Research Agent → searchPapers('GloVe e-commerce') → Code Discovery → paperExtractUrls → paperFindGithubRepo → githubRepoInspect (Anistya 2021) → outputs verified repo with Indonesian Twitter adaptation scripts for shopping queries.

Automated Workflows

Deep Research workflow scans 50+ papers via searchPapers on 'e-commerce clustering', structures reports with NDCG comparisons from Habibi (2019) and Pratama (2020). DeepScan applies 7-step CoVe to verify K-means TAM results in Maylawati (2020). Theorizer generates hypotheses on hashtag-driven ranking from citationGraph clusters.

Frequently Asked Questions

What defines Information Retrieval in E-Commerce?

It applies clustering, text analytics, and vector models to improve product search and user targeting (Habibi and Cahyo, 2019; Pratama et al., 2020).

What are key methods used?

K-means for user clustering (Maylawati et al., 2020), GloVe feature expansion (Anistya and Setiawan, 2021), and weighted IDF with vector space (Pratama et al., 2020).
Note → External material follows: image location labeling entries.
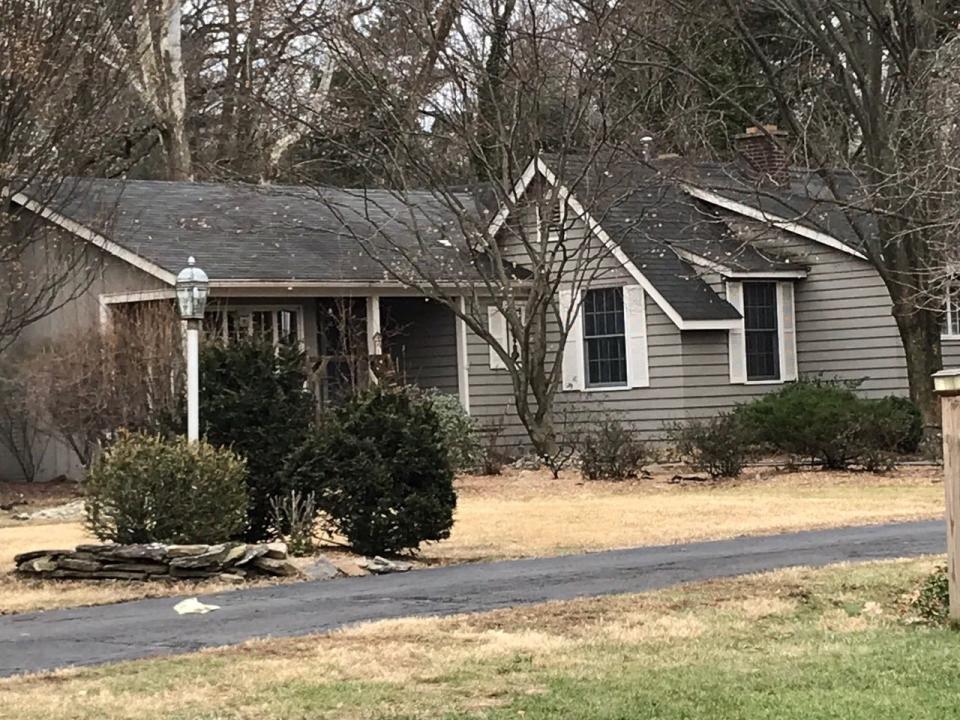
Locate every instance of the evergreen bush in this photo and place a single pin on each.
(254, 399)
(145, 488)
(380, 472)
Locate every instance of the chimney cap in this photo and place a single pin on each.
(754, 131)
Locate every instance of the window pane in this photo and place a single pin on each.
(213, 325)
(762, 334)
(288, 327)
(262, 325)
(605, 342)
(238, 325)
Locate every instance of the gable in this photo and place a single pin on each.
(634, 232)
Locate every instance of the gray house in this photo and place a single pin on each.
(713, 283)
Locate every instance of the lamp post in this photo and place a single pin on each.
(192, 289)
(946, 383)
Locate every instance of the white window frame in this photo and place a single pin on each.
(786, 334)
(637, 341)
(222, 310)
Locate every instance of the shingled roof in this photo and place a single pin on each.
(273, 233)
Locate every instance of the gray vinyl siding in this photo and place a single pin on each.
(951, 353)
(645, 409)
(844, 330)
(77, 316)
(425, 348)
(845, 327)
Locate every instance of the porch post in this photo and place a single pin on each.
(374, 339)
(947, 385)
(463, 360)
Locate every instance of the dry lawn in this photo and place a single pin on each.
(527, 513)
(792, 644)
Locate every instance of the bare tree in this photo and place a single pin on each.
(883, 64)
(56, 122)
(534, 81)
(83, 389)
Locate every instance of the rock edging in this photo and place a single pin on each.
(234, 562)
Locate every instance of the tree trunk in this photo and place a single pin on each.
(177, 151)
(920, 336)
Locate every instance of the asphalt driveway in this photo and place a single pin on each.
(107, 633)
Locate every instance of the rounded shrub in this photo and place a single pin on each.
(609, 451)
(932, 601)
(811, 418)
(145, 488)
(380, 472)
(719, 446)
(461, 435)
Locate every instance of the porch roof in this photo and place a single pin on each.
(275, 233)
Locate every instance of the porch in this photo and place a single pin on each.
(351, 341)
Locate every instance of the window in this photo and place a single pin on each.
(762, 334)
(279, 326)
(604, 338)
(951, 320)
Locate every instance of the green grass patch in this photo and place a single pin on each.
(835, 644)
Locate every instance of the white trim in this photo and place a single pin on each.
(95, 239)
(574, 366)
(736, 338)
(463, 358)
(500, 332)
(224, 309)
(787, 331)
(137, 296)
(775, 220)
(635, 336)
(105, 300)
(519, 188)
(374, 338)
(733, 273)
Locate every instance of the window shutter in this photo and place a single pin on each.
(573, 350)
(497, 325)
(635, 323)
(788, 331)
(738, 346)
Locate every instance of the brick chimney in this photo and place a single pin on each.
(763, 151)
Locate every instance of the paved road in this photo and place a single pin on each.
(88, 636)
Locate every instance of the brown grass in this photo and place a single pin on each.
(426, 667)
(527, 513)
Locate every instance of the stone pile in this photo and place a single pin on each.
(233, 562)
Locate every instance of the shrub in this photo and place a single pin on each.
(611, 452)
(380, 472)
(828, 423)
(810, 418)
(932, 602)
(461, 437)
(145, 488)
(896, 424)
(719, 446)
(293, 518)
(253, 398)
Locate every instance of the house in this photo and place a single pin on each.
(710, 283)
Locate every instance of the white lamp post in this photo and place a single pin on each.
(193, 286)
(946, 383)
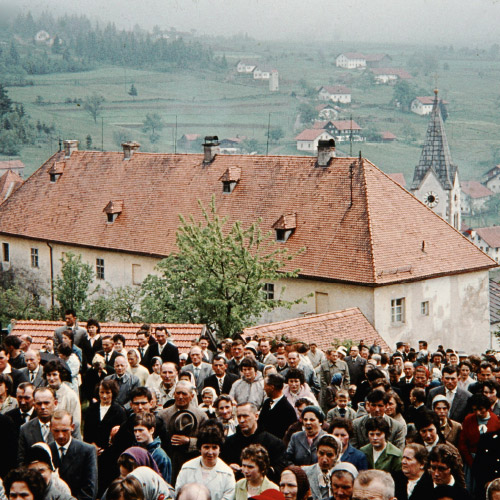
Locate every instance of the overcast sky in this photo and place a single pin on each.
(413, 21)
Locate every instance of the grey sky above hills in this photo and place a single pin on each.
(400, 21)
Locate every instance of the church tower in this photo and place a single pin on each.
(435, 180)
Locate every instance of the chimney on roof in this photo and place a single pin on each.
(70, 146)
(326, 151)
(210, 148)
(129, 149)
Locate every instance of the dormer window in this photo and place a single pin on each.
(113, 209)
(230, 178)
(56, 170)
(285, 226)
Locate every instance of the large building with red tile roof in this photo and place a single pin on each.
(326, 330)
(183, 335)
(361, 240)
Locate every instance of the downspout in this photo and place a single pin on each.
(51, 278)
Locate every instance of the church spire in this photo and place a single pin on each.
(436, 152)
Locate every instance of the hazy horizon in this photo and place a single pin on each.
(440, 22)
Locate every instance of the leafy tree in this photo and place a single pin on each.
(72, 285)
(217, 275)
(93, 105)
(403, 95)
(20, 296)
(276, 134)
(132, 91)
(308, 113)
(152, 124)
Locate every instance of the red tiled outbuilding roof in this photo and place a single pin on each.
(475, 189)
(184, 335)
(326, 330)
(353, 222)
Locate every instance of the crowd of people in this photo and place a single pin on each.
(88, 417)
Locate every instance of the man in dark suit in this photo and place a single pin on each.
(33, 370)
(457, 397)
(356, 365)
(162, 348)
(25, 410)
(221, 380)
(38, 429)
(71, 324)
(198, 368)
(91, 343)
(108, 354)
(277, 414)
(76, 460)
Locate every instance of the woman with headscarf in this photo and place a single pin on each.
(138, 463)
(294, 483)
(133, 358)
(39, 458)
(154, 379)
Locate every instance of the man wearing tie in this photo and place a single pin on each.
(221, 380)
(198, 368)
(33, 371)
(75, 460)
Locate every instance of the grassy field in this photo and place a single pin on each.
(227, 105)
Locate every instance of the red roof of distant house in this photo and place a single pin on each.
(428, 100)
(475, 189)
(191, 137)
(336, 89)
(310, 134)
(401, 73)
(399, 178)
(388, 136)
(345, 125)
(491, 235)
(341, 240)
(184, 335)
(9, 182)
(326, 330)
(11, 164)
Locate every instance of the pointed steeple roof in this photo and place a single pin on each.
(436, 152)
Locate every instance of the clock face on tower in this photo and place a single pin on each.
(431, 199)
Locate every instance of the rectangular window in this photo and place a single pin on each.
(398, 310)
(34, 257)
(268, 291)
(136, 274)
(322, 304)
(5, 252)
(424, 308)
(99, 269)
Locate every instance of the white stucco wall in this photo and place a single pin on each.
(118, 266)
(458, 312)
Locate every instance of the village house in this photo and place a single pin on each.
(245, 67)
(389, 76)
(486, 239)
(337, 93)
(327, 111)
(474, 197)
(435, 179)
(308, 139)
(492, 179)
(423, 105)
(355, 60)
(359, 239)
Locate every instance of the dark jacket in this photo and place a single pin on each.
(78, 468)
(233, 446)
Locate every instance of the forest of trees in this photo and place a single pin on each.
(77, 45)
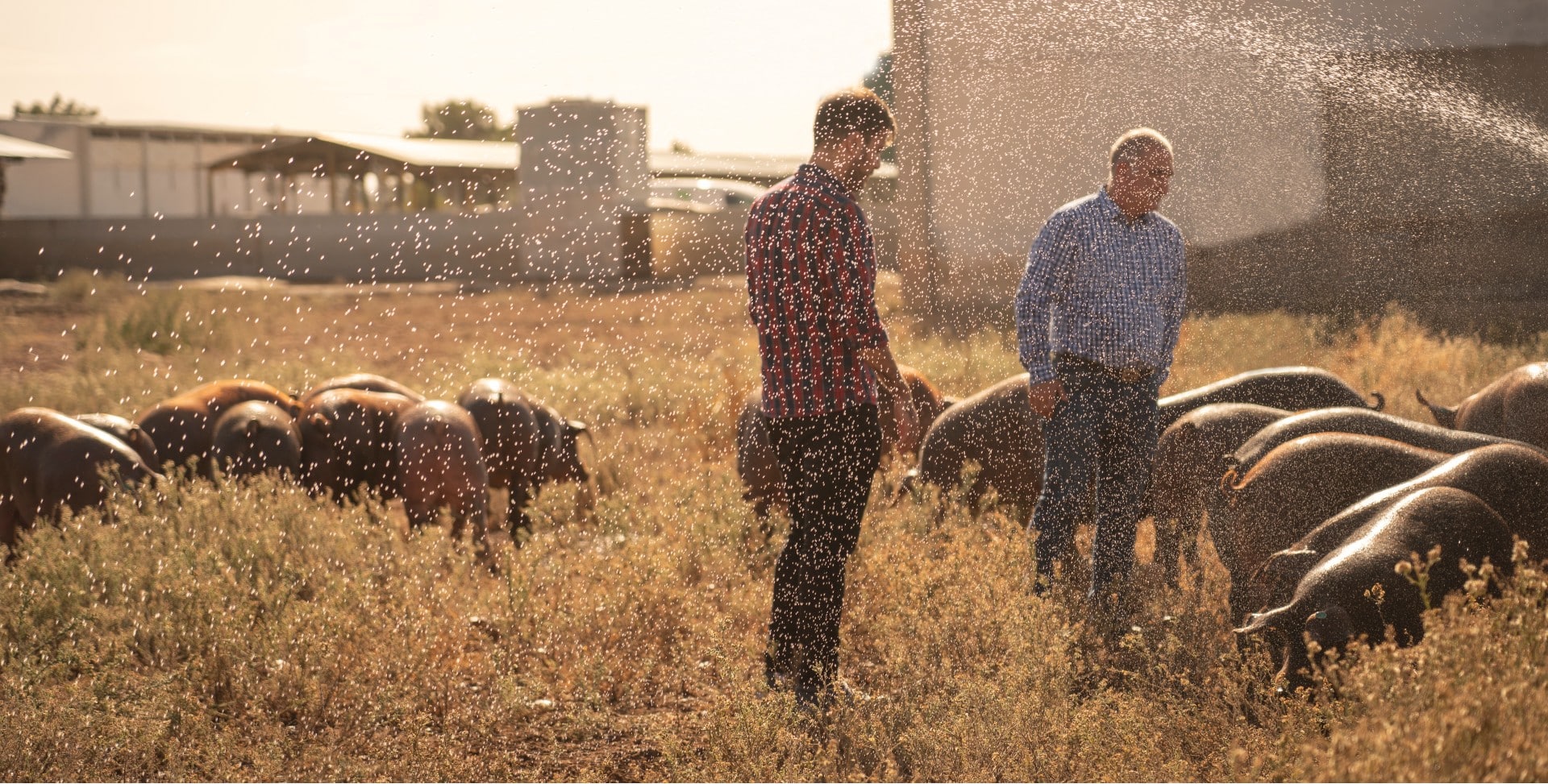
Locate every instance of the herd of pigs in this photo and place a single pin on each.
(1312, 496)
(347, 435)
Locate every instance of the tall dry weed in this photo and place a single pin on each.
(252, 631)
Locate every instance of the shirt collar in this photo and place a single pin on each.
(1109, 206)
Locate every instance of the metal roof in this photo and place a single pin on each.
(765, 168)
(326, 151)
(13, 147)
(451, 153)
(331, 149)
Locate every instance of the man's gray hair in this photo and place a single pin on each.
(1132, 146)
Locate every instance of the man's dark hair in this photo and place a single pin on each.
(851, 110)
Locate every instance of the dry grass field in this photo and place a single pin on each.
(254, 633)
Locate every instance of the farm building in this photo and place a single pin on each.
(181, 200)
(1317, 168)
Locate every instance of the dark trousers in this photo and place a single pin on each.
(1100, 439)
(829, 463)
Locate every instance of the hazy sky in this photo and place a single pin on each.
(720, 75)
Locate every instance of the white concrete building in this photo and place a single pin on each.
(1282, 114)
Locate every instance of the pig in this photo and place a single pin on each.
(1186, 474)
(1336, 599)
(50, 461)
(440, 464)
(525, 444)
(256, 437)
(183, 425)
(363, 381)
(1514, 405)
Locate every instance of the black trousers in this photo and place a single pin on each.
(829, 463)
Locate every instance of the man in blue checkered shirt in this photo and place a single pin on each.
(1096, 317)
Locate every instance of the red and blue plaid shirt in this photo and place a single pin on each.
(812, 296)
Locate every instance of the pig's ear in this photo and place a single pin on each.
(1330, 627)
(319, 422)
(1260, 622)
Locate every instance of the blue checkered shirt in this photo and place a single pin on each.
(1103, 286)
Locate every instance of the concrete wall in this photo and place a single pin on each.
(368, 248)
(1006, 112)
(124, 172)
(584, 188)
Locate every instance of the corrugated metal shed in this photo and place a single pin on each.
(15, 149)
(346, 151)
(343, 151)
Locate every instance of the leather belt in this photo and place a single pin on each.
(1132, 375)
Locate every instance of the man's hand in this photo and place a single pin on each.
(909, 425)
(1044, 396)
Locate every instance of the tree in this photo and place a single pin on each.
(58, 109)
(462, 118)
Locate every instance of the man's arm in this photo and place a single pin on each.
(1051, 254)
(1176, 309)
(856, 269)
(883, 363)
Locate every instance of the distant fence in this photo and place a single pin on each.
(1484, 272)
(368, 248)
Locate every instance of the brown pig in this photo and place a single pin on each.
(1336, 600)
(350, 442)
(50, 461)
(363, 381)
(127, 432)
(183, 425)
(1297, 486)
(1511, 478)
(526, 444)
(1514, 405)
(1186, 472)
(440, 464)
(254, 438)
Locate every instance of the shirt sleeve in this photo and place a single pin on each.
(855, 269)
(1048, 260)
(1177, 304)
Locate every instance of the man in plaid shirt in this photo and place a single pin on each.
(812, 296)
(1098, 316)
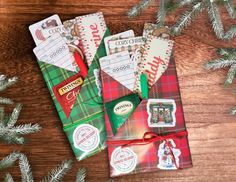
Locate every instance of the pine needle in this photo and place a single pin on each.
(81, 174)
(231, 33)
(219, 63)
(215, 19)
(58, 173)
(161, 15)
(9, 160)
(230, 9)
(5, 101)
(230, 75)
(226, 52)
(233, 111)
(187, 18)
(26, 173)
(137, 9)
(7, 82)
(185, 2)
(14, 116)
(8, 178)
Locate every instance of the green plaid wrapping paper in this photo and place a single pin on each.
(88, 107)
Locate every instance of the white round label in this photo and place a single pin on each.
(123, 160)
(123, 108)
(86, 137)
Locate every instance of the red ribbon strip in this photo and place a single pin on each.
(150, 137)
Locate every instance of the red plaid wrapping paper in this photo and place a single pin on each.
(136, 125)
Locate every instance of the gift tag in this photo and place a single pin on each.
(91, 29)
(161, 112)
(120, 109)
(37, 28)
(154, 60)
(122, 35)
(120, 67)
(55, 51)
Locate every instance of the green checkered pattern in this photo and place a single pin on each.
(88, 107)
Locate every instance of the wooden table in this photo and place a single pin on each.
(212, 132)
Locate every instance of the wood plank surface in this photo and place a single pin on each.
(212, 132)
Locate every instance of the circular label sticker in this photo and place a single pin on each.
(123, 108)
(123, 160)
(86, 137)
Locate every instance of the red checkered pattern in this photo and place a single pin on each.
(136, 125)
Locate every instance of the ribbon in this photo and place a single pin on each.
(150, 137)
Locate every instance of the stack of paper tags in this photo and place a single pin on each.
(143, 110)
(68, 55)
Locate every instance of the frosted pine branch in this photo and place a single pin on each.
(227, 52)
(4, 83)
(230, 75)
(26, 173)
(137, 9)
(219, 63)
(230, 9)
(233, 111)
(9, 160)
(8, 178)
(216, 22)
(58, 173)
(81, 174)
(231, 33)
(5, 101)
(187, 18)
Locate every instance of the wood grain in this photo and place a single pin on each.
(212, 132)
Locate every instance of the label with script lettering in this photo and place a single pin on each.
(66, 92)
(55, 51)
(91, 28)
(120, 67)
(86, 137)
(123, 160)
(155, 59)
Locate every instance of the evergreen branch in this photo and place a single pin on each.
(14, 116)
(161, 15)
(231, 33)
(25, 169)
(230, 75)
(137, 9)
(227, 52)
(187, 18)
(219, 63)
(230, 9)
(233, 111)
(12, 138)
(2, 115)
(58, 173)
(7, 82)
(215, 19)
(8, 178)
(5, 101)
(9, 160)
(81, 174)
(185, 2)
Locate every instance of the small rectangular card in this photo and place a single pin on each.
(154, 60)
(130, 44)
(50, 31)
(155, 30)
(91, 28)
(122, 35)
(37, 28)
(55, 51)
(120, 67)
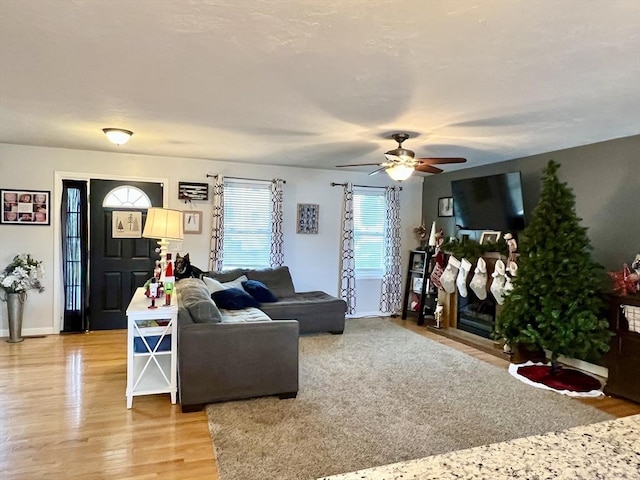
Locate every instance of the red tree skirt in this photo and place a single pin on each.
(564, 379)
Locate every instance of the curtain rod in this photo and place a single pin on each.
(334, 184)
(244, 178)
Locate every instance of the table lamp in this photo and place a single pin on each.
(165, 225)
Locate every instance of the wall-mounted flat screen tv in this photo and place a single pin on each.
(493, 202)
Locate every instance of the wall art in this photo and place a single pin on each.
(188, 191)
(25, 207)
(308, 217)
(192, 222)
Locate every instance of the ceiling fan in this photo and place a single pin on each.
(401, 162)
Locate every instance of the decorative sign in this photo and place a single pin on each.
(192, 221)
(308, 217)
(126, 224)
(193, 191)
(26, 207)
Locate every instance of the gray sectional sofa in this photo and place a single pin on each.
(315, 311)
(249, 352)
(231, 355)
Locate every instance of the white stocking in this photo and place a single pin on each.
(461, 279)
(479, 281)
(448, 278)
(497, 286)
(512, 271)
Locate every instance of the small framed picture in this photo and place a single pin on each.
(126, 224)
(489, 236)
(445, 207)
(192, 222)
(26, 207)
(308, 217)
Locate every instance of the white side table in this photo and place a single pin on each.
(152, 349)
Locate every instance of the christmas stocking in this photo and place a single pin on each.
(448, 278)
(461, 279)
(497, 286)
(511, 272)
(479, 281)
(438, 270)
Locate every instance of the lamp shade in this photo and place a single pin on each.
(432, 235)
(400, 172)
(163, 223)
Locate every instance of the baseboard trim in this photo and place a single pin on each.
(31, 332)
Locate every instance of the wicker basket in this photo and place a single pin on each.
(632, 315)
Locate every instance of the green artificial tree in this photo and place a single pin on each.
(557, 300)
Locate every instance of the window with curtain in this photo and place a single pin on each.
(74, 231)
(369, 213)
(247, 224)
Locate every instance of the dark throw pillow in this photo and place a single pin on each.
(259, 291)
(234, 299)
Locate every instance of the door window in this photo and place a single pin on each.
(126, 196)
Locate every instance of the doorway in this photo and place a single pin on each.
(117, 265)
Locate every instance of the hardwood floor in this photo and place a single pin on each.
(63, 413)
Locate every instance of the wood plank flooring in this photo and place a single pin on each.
(63, 413)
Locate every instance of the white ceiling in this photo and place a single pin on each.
(317, 83)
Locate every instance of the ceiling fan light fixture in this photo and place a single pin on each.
(400, 172)
(119, 136)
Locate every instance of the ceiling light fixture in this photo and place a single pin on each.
(400, 171)
(118, 136)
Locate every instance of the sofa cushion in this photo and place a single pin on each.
(213, 285)
(245, 315)
(234, 299)
(195, 297)
(227, 275)
(278, 280)
(259, 291)
(236, 283)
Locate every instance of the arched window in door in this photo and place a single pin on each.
(126, 196)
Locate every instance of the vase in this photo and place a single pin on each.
(15, 308)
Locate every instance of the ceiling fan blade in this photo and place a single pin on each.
(428, 169)
(358, 165)
(378, 170)
(441, 160)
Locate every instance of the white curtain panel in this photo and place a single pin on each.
(217, 225)
(348, 264)
(277, 237)
(390, 297)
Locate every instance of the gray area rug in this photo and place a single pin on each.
(376, 395)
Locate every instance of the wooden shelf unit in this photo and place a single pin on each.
(419, 268)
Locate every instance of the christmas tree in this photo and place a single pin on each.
(557, 299)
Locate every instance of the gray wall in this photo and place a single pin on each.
(605, 178)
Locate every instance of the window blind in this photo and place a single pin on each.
(369, 213)
(247, 224)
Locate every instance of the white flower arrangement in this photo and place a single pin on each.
(23, 274)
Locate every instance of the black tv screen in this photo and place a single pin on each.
(493, 202)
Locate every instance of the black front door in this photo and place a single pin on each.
(117, 265)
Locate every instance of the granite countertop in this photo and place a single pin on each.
(605, 450)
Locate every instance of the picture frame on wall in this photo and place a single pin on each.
(489, 236)
(192, 222)
(308, 218)
(25, 207)
(445, 207)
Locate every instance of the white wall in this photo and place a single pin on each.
(313, 259)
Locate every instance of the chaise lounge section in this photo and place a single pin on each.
(315, 311)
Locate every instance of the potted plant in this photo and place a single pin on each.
(20, 276)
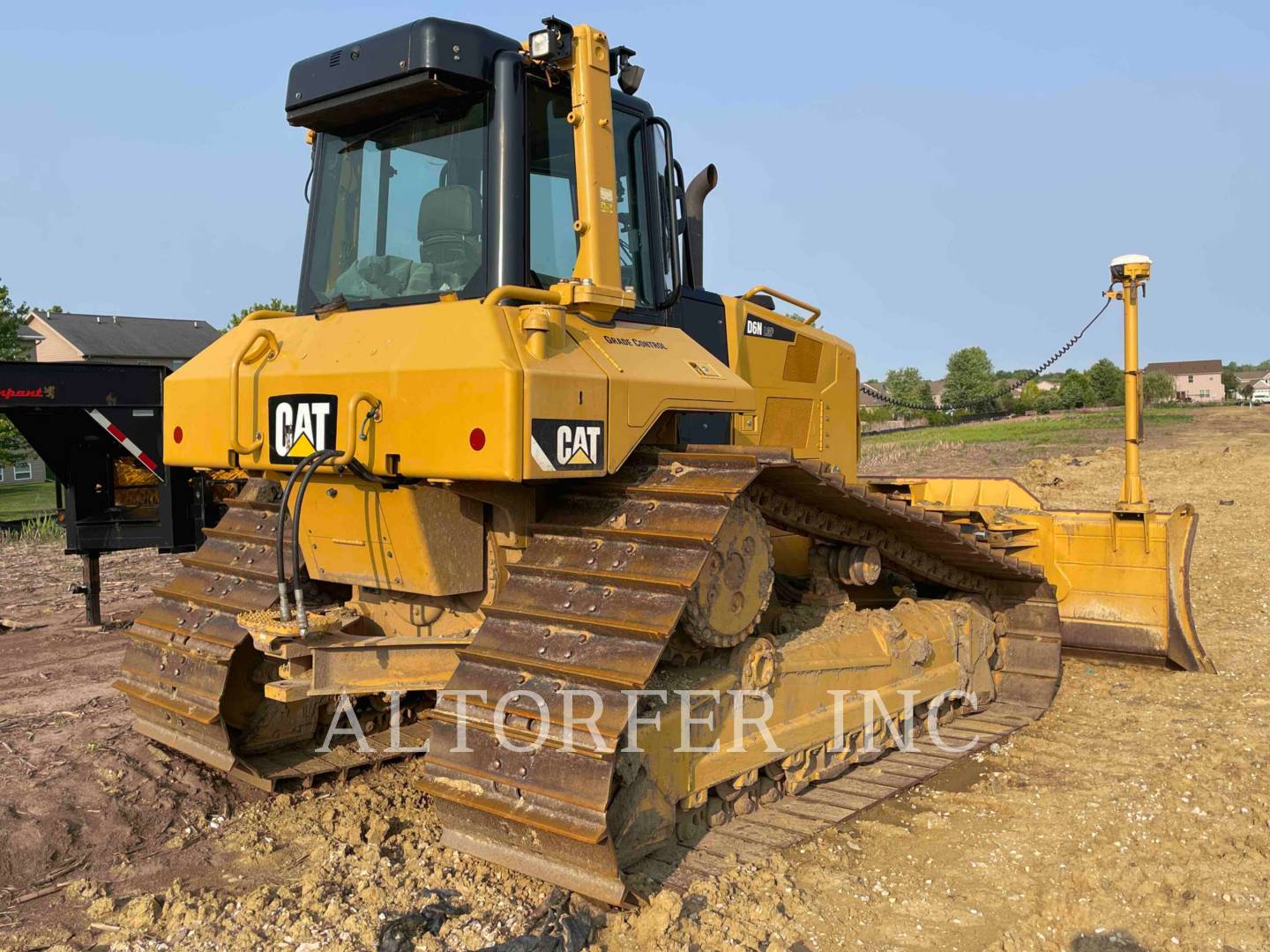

What are prominent papers?

Habibi and Cahyo (2019, 24 citations) on Instagram clustering; Pratama et al. (2020, 15 citations) on hadith search adaptable to products; Maylawati et al. (2020, 27 citations) on K-means TAM.

What open problems exist?

Scaling personalization to millions of users, handling sparse queries, and robust NDCG evaluation on diverse shopping data (Saikin et al., 2021; Habibi and Cahyo, 2019).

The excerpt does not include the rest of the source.